Petals Closing

For the July prompt call: “Imagine a world where seasons last approximately 140 years, where shadows occasionally come in triplets, where heat and pressure wring iron rain from the atmosphere, and where sunrises and sunsets are spectacularly variable: Sometimes there’s one sun in the sky, sometimes two, sometimes three.”

It was the smell that got to him, more than the darkness. The excavations of the town, away from the radiation of triple sun days (affectionately called triples), were dark. Darkness was easy. It was just that everywhere on Goldilocks, Hydra’s habitable planet, smelled of flowers, all the time. And now, with true night falling, the flowers were closing. Huge white trumpets, tiny pink limpets, blue twists of petals with white fluff inside – their scent dispersing into the night air, leaving only the lingering smell of jet fuel and coffee.

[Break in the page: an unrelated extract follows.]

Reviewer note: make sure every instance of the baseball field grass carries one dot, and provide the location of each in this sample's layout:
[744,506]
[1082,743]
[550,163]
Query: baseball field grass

He shivered. It wasn’t even that cold. Space was cold. The space station above their head was smelled sterile. Why did the flowers closing strike him so badly, when it would be so much more logical to be terrified of the endless blackness overhead?

He wasn’t the only one upset, either. People trailed out of their homes, standing in clusters, talking quietly under the blanket of stars. Coffee was shared around, and he found himself very determinedly having a rousing conversation about Earth baseball with four others from his apartment complex.

“At least the night doesn’t last too long,” a young woman offered in a pause.

“Don’t,” he said. “Just – don’t.”

He took a deep breath of coffee-scented air and tried not to think about smells that meant home.